15 fevereiro 2013

Anúncio da Linha Rara: mau serviço público



«Sabe o que é uma doença rara? Sabe que pode ter uma sem saber? Não se conforme! Informe-se! O 707 100 200 é uma linha profissional e especializada que o aconselha e esclarece: Quais os médicos a consultar? Que apoios sociais existem? E onde se deve dirigir?
Linha Rara: 707 100 200
Custo de chamada local.»

Nestes exactos termos reza um anúncio que vem sendo emitido pelas Antenas 1 e 2 (desconheço se também pelos demais canais da RDP). Quando o ouvi, pela primeira vez, interroguei-me: «Sabendo-se que as pessoas têm uma tendência quase natural para a hipocondria, anda agora o Ministério da Saúde a levantar fantasmas nas cabecinhas de portadores imaginários de doenças raras? Parece-me muito pouco razoável e bastante questionável, à luz da deontologia médica, o rastreio de eventuais doenças (raras ou não), ou o mero aconselhamento médico que seja, por telefone, independentemente da idoneidade profissional da pessoa que atende as chamadas.» "Quais os médicos a consultar?", diz-se no anúncio. Como assim? Com que fundamento clínico se vai indicar às pessoas que ligam para aquele número médicos especialistas em doenças raras sem se saber se elas sofrem efectivamente de uma dessas enfermidades? As palavras do doente dizendo que lhe dói isto ou aquilo são bastantes para se chegar à conclusão de que se trata de uma doença rara? E qual a doença rara especificamente, se há uma miríade delas? E havendo vários médicos especialistas numa determinada doença, com que base ética se encaminha o doente para Fulano, Sicrano ou Beltrano? E é acaso aceitável que uma "consulta" por telefone substitua o médico de família, esse sim a quem cabe atender o paciente e, caso se confirme ser portador de uma doença não vulgar, depois de feitos os adequados exames de diagnóstico, encaminhá-lo para especialistas? Tudo muito estranho e esquisito...
Mas o que me deixou ainda mais apreensivo foi a indicação de um número de telefone iniciado por 707 que, ao contrário do que é dito no anúncio, corresponde a uma tarifa de valor acrescentado e não a custo de chamada local (se assim fosse o número começaria por 808). «Com que então o Ministério da Saúde a convidar a população a ligar para um número de valor acrescentado para assim obter receitas extraordinárias?
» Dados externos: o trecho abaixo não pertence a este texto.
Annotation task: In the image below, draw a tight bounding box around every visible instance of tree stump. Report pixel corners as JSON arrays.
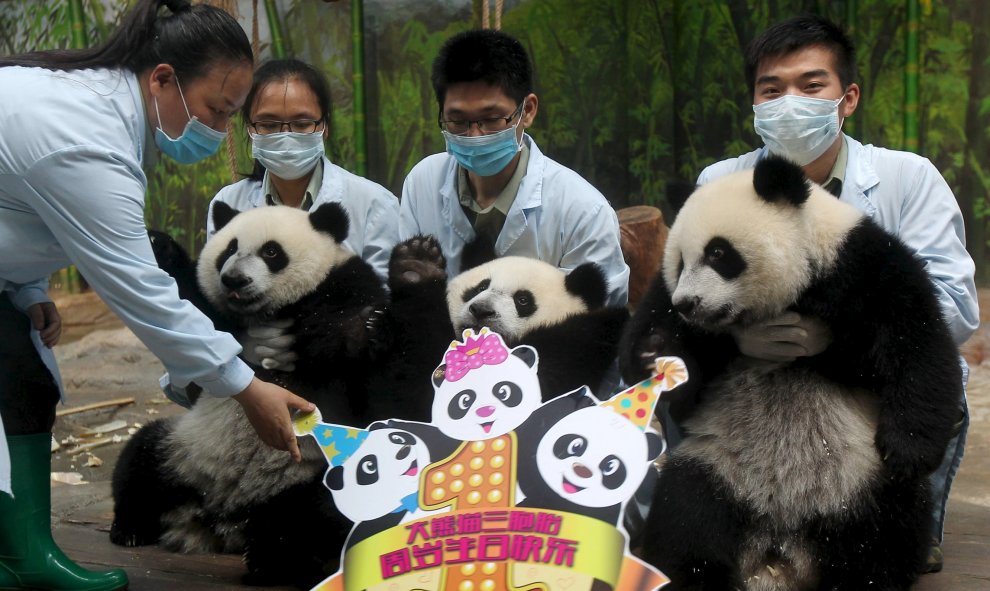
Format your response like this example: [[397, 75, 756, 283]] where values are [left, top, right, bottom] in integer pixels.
[[616, 205, 667, 306]]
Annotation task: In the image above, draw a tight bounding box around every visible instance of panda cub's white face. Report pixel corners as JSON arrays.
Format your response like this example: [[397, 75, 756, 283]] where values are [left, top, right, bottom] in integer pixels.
[[196, 204, 353, 316], [447, 257, 588, 342], [325, 428, 430, 523], [663, 163, 861, 332], [432, 346, 542, 441], [536, 406, 651, 507]]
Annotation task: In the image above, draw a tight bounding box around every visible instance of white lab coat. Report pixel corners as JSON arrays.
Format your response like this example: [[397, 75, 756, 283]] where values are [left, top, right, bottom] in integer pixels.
[[206, 158, 399, 281], [399, 135, 629, 306], [698, 135, 980, 345], [0, 67, 254, 498]]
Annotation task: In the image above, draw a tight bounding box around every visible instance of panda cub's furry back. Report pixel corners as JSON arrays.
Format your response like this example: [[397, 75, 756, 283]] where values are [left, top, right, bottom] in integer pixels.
[[110, 203, 385, 588], [620, 157, 961, 591]]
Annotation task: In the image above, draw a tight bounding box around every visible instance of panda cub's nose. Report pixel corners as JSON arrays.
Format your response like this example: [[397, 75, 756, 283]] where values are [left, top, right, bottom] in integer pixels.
[[220, 273, 253, 290], [673, 296, 701, 316], [468, 302, 495, 320]]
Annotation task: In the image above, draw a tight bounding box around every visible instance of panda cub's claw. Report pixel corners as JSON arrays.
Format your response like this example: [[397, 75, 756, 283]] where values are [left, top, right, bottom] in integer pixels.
[[388, 235, 447, 291]]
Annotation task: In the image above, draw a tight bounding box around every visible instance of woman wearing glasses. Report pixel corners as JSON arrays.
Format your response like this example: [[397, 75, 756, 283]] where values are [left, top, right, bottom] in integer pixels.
[[399, 30, 629, 306], [206, 59, 399, 281]]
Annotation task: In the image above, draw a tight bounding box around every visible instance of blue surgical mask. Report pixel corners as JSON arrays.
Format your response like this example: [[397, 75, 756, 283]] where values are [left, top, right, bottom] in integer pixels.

Muito pouco ético e deveras censurável vindo da parte do Estado», disse para os meus botões. «Este anúncio cheira-me a negócio privado...»
Tratei de averiguar e fiquei então a saber que a Linha Rara (http://www.linharara.pt/) não pertence ao Ministério da Saúde, mas a uma entidade privada, de nome Raríssimas – Associação Nacional de Deficiências Mentais e Raras (http://www.rarissimas.pt/). Não me custa nada admitir que o dinheiro que aquela associação recebe do Estado e dos seus associados não chegue para desenvolver cabalmente a sua actividade, decerto muito louvável e meritória (isso está fora de questão) e, nessa conformidade, tem toda a legitimidade para angariar fundos junto da população. O que não pode nem deve fazer é recorrer a métodos desonestos e falhos de ética, fazendo cair no logro as pessoas mais sugestionáveis e menos avisadas. Pessoalmente, já não levantaria qualquer objecção a que a associação Raríssimas lançasse, por exemplo, o sorteio de um automóvel, como já fez a ACAPO – Associação de Cegos e Amblíopes de Portugal. É claro que a associação Raríssimas, a exemplo de quaisquer outras entidades sem fins lucrativos e de reconhecida utilidade pública, tem todo o direito de recorrer à rádio pública para se dar a conhecer aos ouvintes que dela poderão tirar proveito. Mas aí o anúncio teria de ter forçosamente outra redacção. Qualquer coisa como isto:
 
É portador de uma doença rara? Ou tem a seu cargo uma pessoa com deficiência mental ou doença rara? Se sim, sabia que existe uma associação para o informar dos seus direitos. Consulte-nos! Ligue para a Linha Rara: [número começado por 800 ou 808].
 
No meio disto tudo quem também fica muito mal na fotografia é a direcção da RDP, ao abster-se do escrutínio que lhe compete fazer ao teor dos anúncios que lhe são propostos para radiodifusão, no âmbito de publicidade institucional, não salvaguardando assim a posição dos cidadãos/ouvintes. Enfim, mais um caso que serve para exemplificar a desconsideração que António Luís Marinho e Rui Pêgo nutrem por quem lhes enche a barriga.